Transmission electron microscopy shows clusters of quantum dots. In application, each cluster is encased in a single capsule with an average size near 50 nanometers.
A pioneering study to gauge the toxicity of quantum dots in primates has found the tiny crystals to be safe over a one-year period, a hopeful outcome for doctors and scientists seeking new ways to battle diseases like cancer through nanomedicine.
The research, which was published May 20 in Nature Nanotechnology online, is likely the first to test the safety of quantum dots in primates.
In the study, scientists found that four rhesus monkeys injected with cadmium-selenide quantum dots remained in normal health over 90 days. Blood and biochemical markers stayed in typical ranges and major organs developed no abnormalities. The animals didn’t lose weight.
Two monkeys observed for an additional year also showed no signs of illness.
Quantum dots are tiny, luminescent crystals that glow brightly in different colors. Medical researchers are eyeing the crystals for use in image-guided surgery, light-activated therapies and sensitive diagnostic tests. Cadmium selenide quantum dots are among the most studied, with potential applications not only in medicine, but as components of solar cells, quantum computers, light-emitting diodes and more.
The new toxicity study—completed by researchers at UB, the Chinese PLA General Hospital, China’s ChangChun University of Science and Technology, and Singapore’s Nanyang Technological University—begins to address the concern of health professionals who worry that quantum dots may be dangerous to humans.
The authors caution, however, that more research is needed to determine the nanocrystals’ long-term effects in primates; most of the potentially toxic cadmium from the quantum dots stayed in the liver, spleen and kidneys of the animals studied over the 90-day period.
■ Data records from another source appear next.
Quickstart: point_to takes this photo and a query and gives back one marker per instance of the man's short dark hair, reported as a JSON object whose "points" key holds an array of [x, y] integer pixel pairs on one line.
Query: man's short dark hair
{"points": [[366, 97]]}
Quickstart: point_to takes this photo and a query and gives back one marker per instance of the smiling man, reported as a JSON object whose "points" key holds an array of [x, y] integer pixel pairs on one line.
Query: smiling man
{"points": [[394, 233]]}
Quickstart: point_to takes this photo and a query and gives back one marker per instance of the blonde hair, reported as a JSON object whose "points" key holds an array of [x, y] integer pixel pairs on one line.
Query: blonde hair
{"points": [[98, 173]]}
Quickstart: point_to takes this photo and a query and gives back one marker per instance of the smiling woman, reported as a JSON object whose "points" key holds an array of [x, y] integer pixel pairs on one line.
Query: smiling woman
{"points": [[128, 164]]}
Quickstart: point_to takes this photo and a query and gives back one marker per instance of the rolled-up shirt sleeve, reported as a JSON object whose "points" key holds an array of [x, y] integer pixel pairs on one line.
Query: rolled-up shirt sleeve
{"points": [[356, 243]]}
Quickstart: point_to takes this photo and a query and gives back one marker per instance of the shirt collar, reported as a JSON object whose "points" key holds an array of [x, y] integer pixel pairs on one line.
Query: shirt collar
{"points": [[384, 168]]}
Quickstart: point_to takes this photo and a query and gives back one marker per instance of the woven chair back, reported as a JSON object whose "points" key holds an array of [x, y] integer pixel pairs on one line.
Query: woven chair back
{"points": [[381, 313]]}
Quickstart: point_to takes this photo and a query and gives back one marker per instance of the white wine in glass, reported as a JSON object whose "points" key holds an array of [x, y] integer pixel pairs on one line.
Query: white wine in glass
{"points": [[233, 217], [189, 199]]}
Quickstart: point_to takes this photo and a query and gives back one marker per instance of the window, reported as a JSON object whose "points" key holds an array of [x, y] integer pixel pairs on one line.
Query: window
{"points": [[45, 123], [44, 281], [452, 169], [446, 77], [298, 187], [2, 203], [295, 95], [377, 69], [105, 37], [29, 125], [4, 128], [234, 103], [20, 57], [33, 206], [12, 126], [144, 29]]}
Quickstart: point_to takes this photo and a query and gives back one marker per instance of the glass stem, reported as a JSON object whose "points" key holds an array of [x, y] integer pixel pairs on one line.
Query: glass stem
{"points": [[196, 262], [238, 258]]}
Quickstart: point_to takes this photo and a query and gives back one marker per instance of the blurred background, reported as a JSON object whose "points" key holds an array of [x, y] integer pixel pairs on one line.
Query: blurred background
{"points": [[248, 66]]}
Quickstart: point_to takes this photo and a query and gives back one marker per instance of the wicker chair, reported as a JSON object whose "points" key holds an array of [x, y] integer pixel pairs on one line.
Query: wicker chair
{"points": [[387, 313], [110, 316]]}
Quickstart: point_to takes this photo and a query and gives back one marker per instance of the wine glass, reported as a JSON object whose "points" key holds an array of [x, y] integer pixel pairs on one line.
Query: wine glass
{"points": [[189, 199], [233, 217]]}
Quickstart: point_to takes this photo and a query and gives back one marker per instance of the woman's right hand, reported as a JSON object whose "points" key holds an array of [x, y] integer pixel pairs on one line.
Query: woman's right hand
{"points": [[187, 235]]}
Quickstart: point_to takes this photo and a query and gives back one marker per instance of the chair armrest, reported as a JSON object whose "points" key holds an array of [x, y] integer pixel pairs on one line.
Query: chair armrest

“This is the first study that uses primates as animal models for in vivo studies with quantum dots,” says paper co-author Paras Prasad, executive director of the UB Institute for Lasers, Photonics and Biophotonics (ILPB) and SUNY Distinguished Professor in the departments of Chemistry, Physics, Electrical Engineering and Medicine. “So far, such toxicity studies have focused only on mice and rats, but humans are very different from mice. More studies using animal models that are closer to humans are necessary.”
The cadmium buildup, in particular, is a serious concern that warrants further investigation, says Ken-Tye Yong, a Nanyang Technological University assistant professor who began working with Prasad on the study as a postdoctoral researcher at UB.
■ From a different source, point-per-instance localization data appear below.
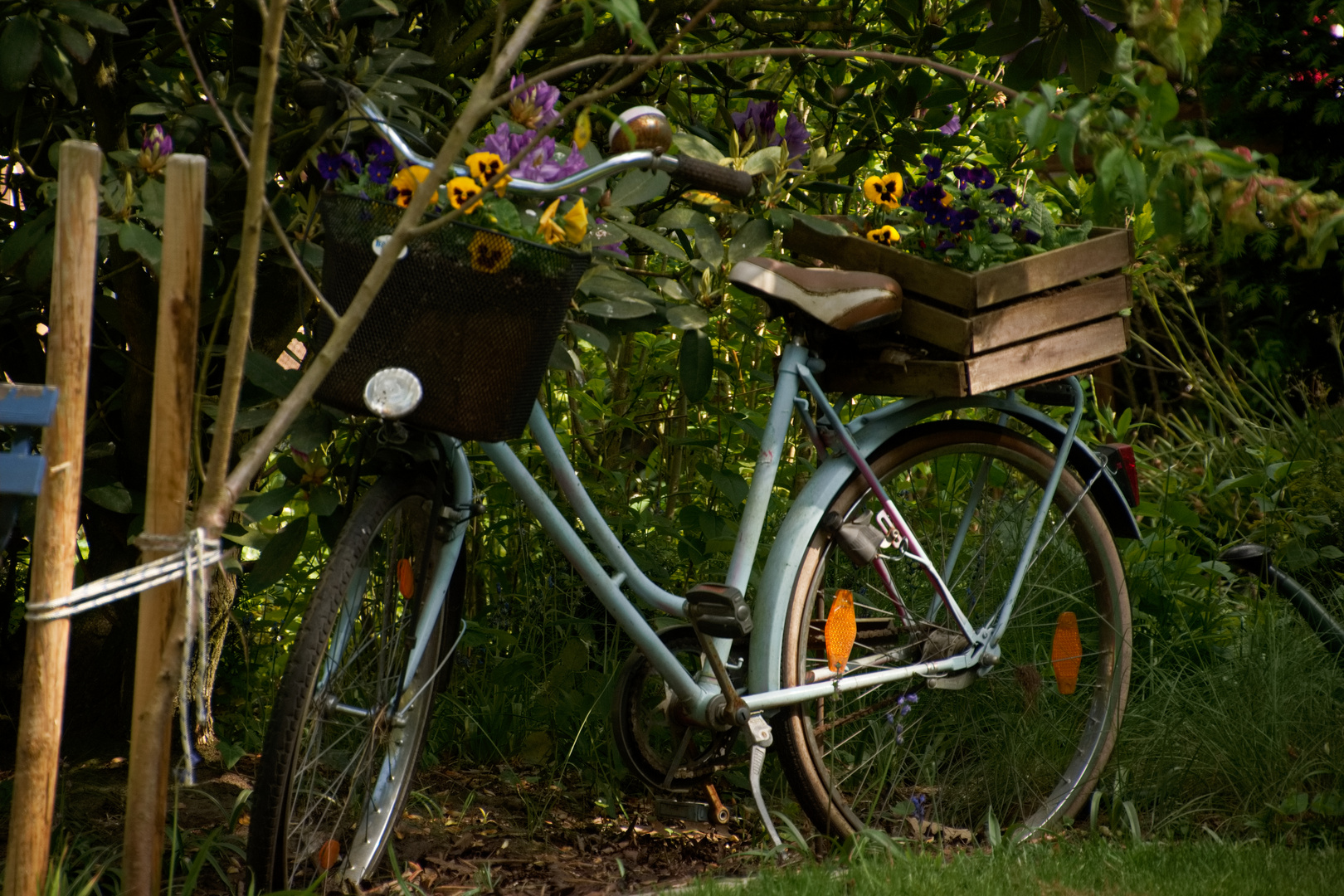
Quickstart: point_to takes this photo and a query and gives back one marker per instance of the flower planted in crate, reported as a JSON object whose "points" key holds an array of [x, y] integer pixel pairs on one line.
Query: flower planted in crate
{"points": [[962, 218]]}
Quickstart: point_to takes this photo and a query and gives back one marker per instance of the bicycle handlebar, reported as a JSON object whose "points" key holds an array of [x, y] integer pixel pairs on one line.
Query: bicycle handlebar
{"points": [[695, 173]]}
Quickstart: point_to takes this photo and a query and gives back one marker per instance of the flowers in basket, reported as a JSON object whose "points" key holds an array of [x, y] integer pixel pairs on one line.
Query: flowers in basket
{"points": [[964, 218], [559, 222]]}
Because of that concern, the best in-vivo applications for cadmium-selenide quantum dots in medicine may be the ones that use the crystals in a limited capacity, says Mark Swihart, a third co-author and UB professor of chemical and biological engineering. Image-guided surgery, which could involve a single dose of quantum dots to identify a tumor or other target area, falls into this category.
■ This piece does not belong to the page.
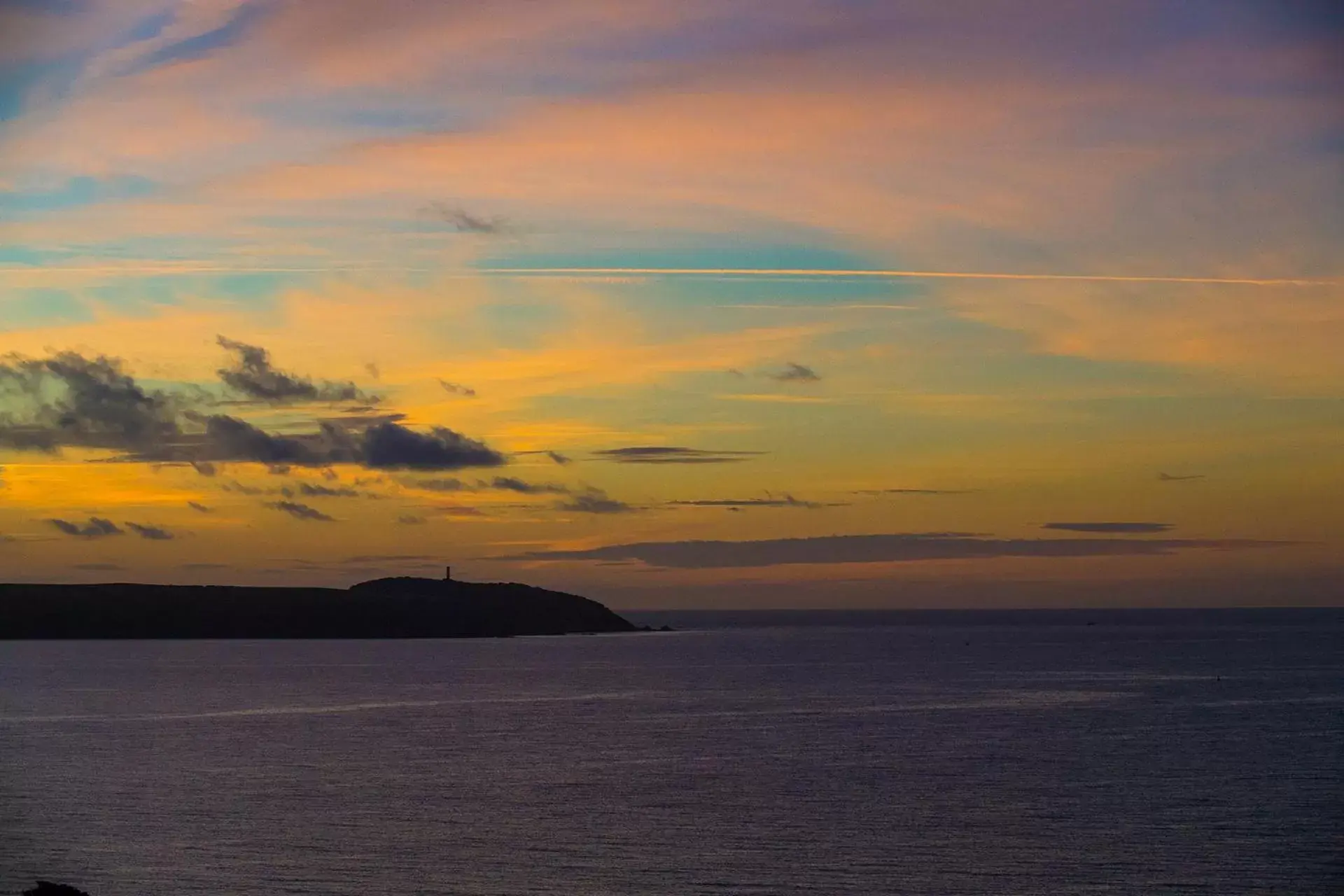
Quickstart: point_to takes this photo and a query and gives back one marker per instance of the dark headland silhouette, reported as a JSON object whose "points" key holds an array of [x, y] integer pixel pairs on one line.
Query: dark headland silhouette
{"points": [[394, 608]]}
The new toxicity study was supported by the John R. Oishei Foundation, Air Force Office of Scientific Research, Singapore Ministry of Education, Nanyang Technological University, the Beijing Natural Science Foundation and the National Natural Science Foundation of China.
The study’s lead authors were Ling Ye of Chinese PLA General Hospital and Yong of Nanyang Technological University, who completed his PhD in chemical and biological engineering at UB in 2006.